For the 2024 benefit year, the formula also adjusts for differences in plan generosity (metal levels from bronze to platinum), geographic cost variation, and age rating. A 14 percent reduction is applied to average premiums in the transfer formula to account for administrative costs that don’t change with claims.
What This Looks Like in Practice
Consider two people shopping on a health insurance marketplace. One is 28, exercises regularly, takes no medications, and hasn’t seen a specialist in years. The other is 55, manages type 2 diabetes, and sees several doctors regularly. The 55-year-old has strong motivation to choose a gold or platinum plan with lower out-of-pocket costs, because they know they’ll hit their deductible quickly and want predictable expenses. The 28-year-old is more likely to pick a bronze or catastrophic plan with the lowest premium, or to consider going without insurance altogether.
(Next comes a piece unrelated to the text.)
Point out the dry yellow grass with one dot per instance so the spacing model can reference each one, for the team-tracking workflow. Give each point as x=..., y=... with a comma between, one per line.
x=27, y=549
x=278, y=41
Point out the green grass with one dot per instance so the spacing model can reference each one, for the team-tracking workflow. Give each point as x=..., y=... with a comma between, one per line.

Neither person is doing anything wrong. Both are making rational choices. But the cumulative effect of millions of people making similar calculations is that generous plans end up filled with expensive enrollees, while cheaper plans attract the healthy. Without regulatory guardrails, the generous plans would need to charge increasingly steep premiums, eventually pricing out even some of the people who need them most.
This is why adverse selection isn’t just an abstract economic concept. It shapes the price you see when you shop for coverage, the plan designs available to you, and the stability of the insurance market in your state. Every major health insurance regulation in the U.S., from open enrollment windows to risk adjustment transfers to subsidies that make coverage affordable, exists in part to counteract the natural tendency of insurance markets to sort people in ways that make coverage worse and more expensive for those who need it most.